CISA launches DNS resolution shared service

Sarayut Thaneerat/Getty Images

The nation's cyber defense agency is launching a new shared service offering for all federal civilian agencies to bolster governmentwide cybersecurity and help thwart emerging internet traffic threats.

The Cybersecurity and Infrastructure Security Agency (CISA) is officially rolling out its Protective Domain Name System to all federal civilian agencies to help mitigate emerging internet traffic risks while bolstering government-wide cyber posture amid an evolving threat landscape, according to an announcement the agency published this week. 

The national cyber defense agency's latest offering is the result of collaboration between CISA's Cybersecurity Shared Services Office and several partner agencies, which provided feedback and input to make the DNS service fully functional for government users. CISA is calling the new offering "Protective DNS." CISA is the shared services provider for cybersecurity solutions under the federal government's Quality Services Management Office program.

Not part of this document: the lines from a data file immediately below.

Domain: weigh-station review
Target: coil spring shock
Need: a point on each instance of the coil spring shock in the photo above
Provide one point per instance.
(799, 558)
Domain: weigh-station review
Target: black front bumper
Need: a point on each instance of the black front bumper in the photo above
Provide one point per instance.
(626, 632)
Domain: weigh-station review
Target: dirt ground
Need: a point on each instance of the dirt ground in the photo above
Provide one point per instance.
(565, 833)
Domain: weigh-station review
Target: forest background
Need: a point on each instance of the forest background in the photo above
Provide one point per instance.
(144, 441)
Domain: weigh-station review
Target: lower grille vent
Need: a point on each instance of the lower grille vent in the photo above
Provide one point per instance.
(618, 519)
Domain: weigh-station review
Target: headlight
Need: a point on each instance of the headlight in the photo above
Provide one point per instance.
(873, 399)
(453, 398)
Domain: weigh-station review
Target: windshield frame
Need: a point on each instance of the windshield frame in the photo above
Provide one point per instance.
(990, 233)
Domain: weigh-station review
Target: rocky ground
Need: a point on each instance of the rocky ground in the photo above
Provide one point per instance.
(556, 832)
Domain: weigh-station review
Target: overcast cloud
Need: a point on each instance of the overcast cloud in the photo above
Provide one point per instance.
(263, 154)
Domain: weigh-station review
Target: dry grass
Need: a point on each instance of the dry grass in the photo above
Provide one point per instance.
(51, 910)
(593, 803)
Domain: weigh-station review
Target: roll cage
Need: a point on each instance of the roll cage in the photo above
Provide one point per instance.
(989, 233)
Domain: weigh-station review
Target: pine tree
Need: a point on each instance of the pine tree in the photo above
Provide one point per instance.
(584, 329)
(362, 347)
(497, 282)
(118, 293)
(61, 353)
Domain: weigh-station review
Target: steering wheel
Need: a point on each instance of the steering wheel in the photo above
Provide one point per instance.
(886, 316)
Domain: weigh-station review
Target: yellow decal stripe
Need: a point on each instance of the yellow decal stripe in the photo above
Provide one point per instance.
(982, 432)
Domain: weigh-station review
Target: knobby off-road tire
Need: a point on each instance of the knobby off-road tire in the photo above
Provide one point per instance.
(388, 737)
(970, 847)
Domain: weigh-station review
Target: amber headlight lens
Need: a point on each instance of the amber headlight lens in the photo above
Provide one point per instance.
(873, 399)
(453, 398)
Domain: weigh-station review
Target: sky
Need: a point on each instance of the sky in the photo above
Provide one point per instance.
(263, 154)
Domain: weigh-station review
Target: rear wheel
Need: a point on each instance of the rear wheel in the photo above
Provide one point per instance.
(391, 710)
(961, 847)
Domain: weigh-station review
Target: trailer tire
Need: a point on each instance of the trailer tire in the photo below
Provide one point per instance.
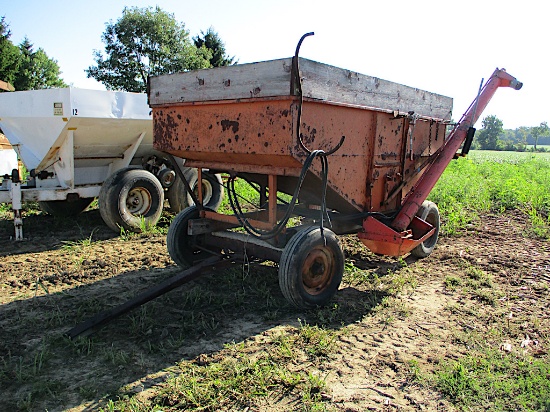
(311, 267)
(430, 213)
(212, 187)
(61, 208)
(129, 196)
(181, 246)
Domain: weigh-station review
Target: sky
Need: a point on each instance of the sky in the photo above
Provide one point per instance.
(445, 47)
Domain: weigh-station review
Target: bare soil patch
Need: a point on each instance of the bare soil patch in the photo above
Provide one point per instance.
(66, 272)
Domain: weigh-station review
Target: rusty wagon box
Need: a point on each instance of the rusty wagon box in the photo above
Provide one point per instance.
(381, 147)
(244, 118)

The new service will provide agencies with DNS infrastructure to thwart known or suspected attack campaigns targeting federal networks, in addition to real-time logs and reports agencies can use to increase visibility into their own networks, according to a blog post CISA executive assistant director for cybersecurity Eric Goldstein published on Tuesday. 

"Every day, our federal government faces malicious cyber activity that could result in impacts to essential services or unauthorized access to sensitive data," Goldstein said, adding that Protective DNS prevents federal users from accessing malicious destinations and provides organizations with modernized capabilities to detect and prevent threats.

Goldstein also said Protective DNS will expand protected coverage to cloud-based assets, roaming and mobile devices and traditional on-premises networks, as well as provide agencies with real-time alerts and early response capabilities through rapid threat notifications. The service will also help agencies gain further alignment with the federal zero trust strategy the White House released earlier this year.

CISA raised concerns about cyberattacks targeting federal users which redirect network activity towards malicious domains since the beginning of the COVID-19 pandemic, as telework became increasingly common throughout the government. The agency said it will actively recruit federal civilian agencies to begin using Protective DNS, and called on those interested in the new service to contact its shared services office.